社長が「私はね、朝起きて歯を磨いて、電車に乗って、とかいう同じルーティーンを繰り返していると気が狂いそうになるのね。だから、何か新しいことを始めることに関しては反対しないから、やってみてね」ということだった。そんなこんなで、ご飯もすっかり食べ終えて、今年もありがとうと皆で解散。


そして家に帰るまでの道のり。
こんなに年末感がないのってなんでだろうなあと考える。
師走という気が、一切しないのは私だけでしょうか。


掃除をして、静かに過ごそう。
今日はいい天気だ。



2019年12月25日(水) 新宿駅にて、電話。


1225。クリスマスにこんなに簡単に大事な人と別れるとは思わなかったけれども、じぶんで放った言葉を簡単に引っこ抜けるほど、もう子供ではないから、その言葉をおもしにして、そして背負って、来年からは生きていかなきゃなりません。

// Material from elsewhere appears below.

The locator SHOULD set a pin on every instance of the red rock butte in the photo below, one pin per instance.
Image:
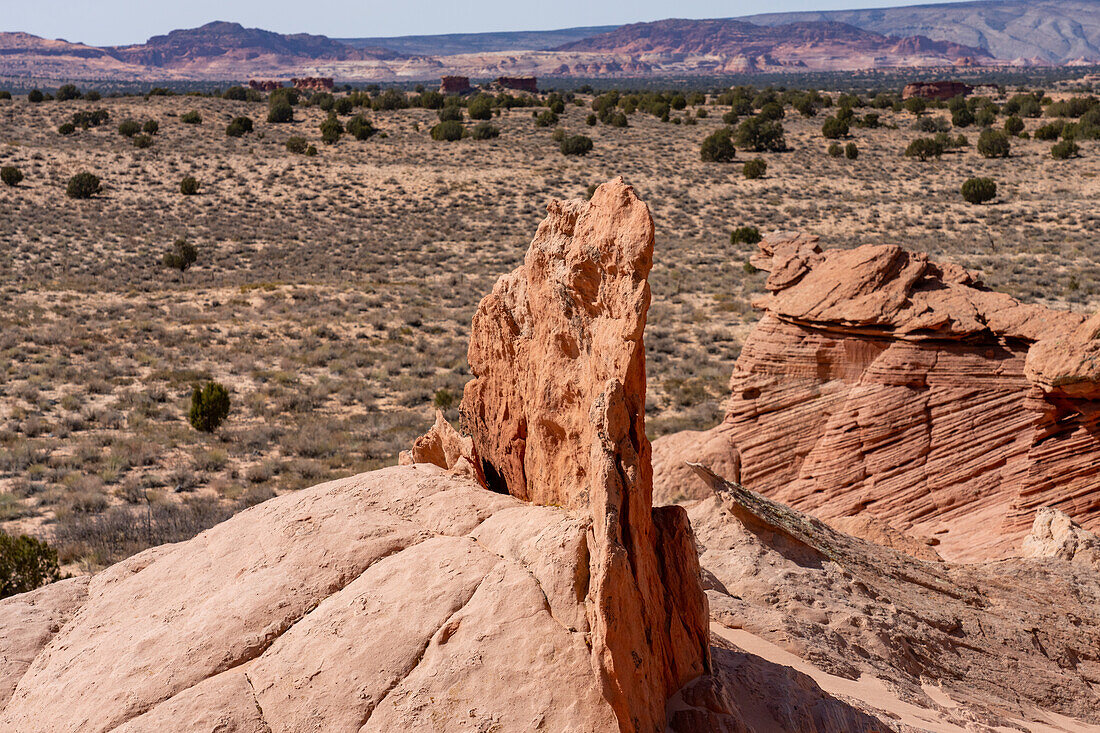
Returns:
(883, 383)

1226。しんとした部屋の彼の部屋に荷物を取りに行き、前日に買ったプレゼントと、手紙を机の上に置く。この手紙はさあ、あれだけいろんなことを話していたのに、話せていたのに、まるで誰にでも通じるような言葉しか書いていなくって、あなたあの手紙読んだらきっと吐き気を催すだろうね。でもそういうことしかできなかった。
僕のいない間に荷物を取りに来て、と言われていたから、いない間に忍び込んで、そうして荷物を置き、荷物を取り、それだけで去ろうとしていたにもかかわらず、溜まりに溜まった洗濯物を見て洗濯物をまわしてしまった。洗濯機の音が「ピー」となり止んだら、もうこの部屋にいる用事がないので、それまでの間には思わずいろんなことがぐっと押し寄せてきて、簡単にこの人の記憶を、忘れられるわけないよなあと思いながら、穴の空いた靴下だとか、そういうものを見て、ますます涙が出てきた。それで、一度長い手紙を書いてみたのだけれども、どうも感傷に浸りすぎている自分に冷めて、それはやっぱり残さないことにした。洗濯機の音が、ピーっとなってこれは終りの音でしたから、それらをハンガーに干して、そうして部屋を後にしたのだった。
私は今まで一緒にいた人のことを、もう忘れるために、一切の記憶を抹消しようとしていたけれども、この人のことはとてもそうできるわけが、ないよなあと思う。それはしてはいけないよなあ、と思う。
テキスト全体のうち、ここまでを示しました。